"It's not about pop culture, and it's not about fooling people, and it's not about convincing people that they want something they don't. We figure out what we want. And I think we're pretty good at having the right discipline to think through whether a lot of other people are going to want it, too. That's what we get paid to do.
"So you can't go out and ask people, you know, what the next big [thing.] There's a great quote by Henry Ford, right? He said, 'If I'd have asked my customers what they wanted, they would have told me "A faster horse."
"We do no market research. We don't hire consultants. The only consultants I've ever hired in my 10 years is one firm to analyze Gateway's retail strategy so I would not make some of the same mistakes they made [when launching Apple's retail stores]. But we never hire consultants, per se. We just want to make great products.
"There's no other company that could make a MacBook Air and the reason is that not only do we control the hardware, but we control the operating system. And it is the intimate interaction between the operating system and the hardware that allows us to do that. There is no intimate interaction between Windows and a Dell notebook.
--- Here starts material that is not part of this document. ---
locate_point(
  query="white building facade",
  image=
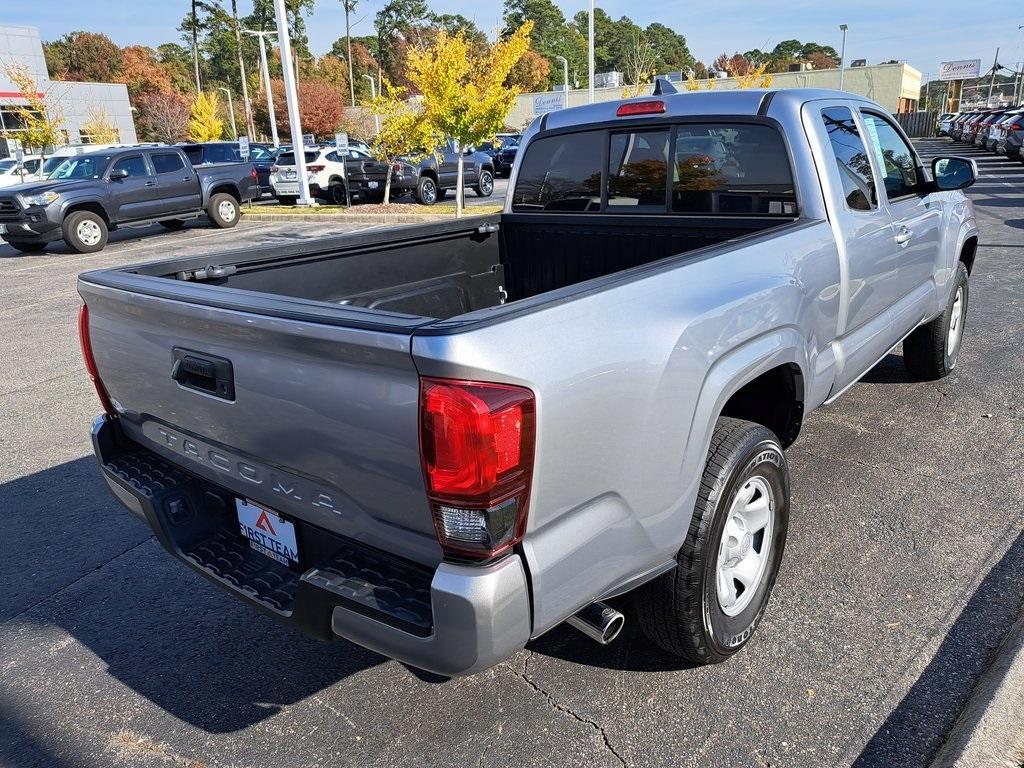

On the benefits of owning an operating system: "That allows us to innovate at a much faster rate than if we had to wait for Microsoft, like Dell and HP and everybody else does. Because Microsoft has their own timetable, for probably good reasons. I mean Vista took what -- seven or eight years? It's hard to get your new feature that you need for your new hardware if it has to wait eight years. So we can set our own priorities and look at things in a more holistic way from the point of view of the customer. It also means that we can take it and we can make a version of it to fit in the iPhone and the iPod. And, you know, we certainly couldn't do that if we didn't own it."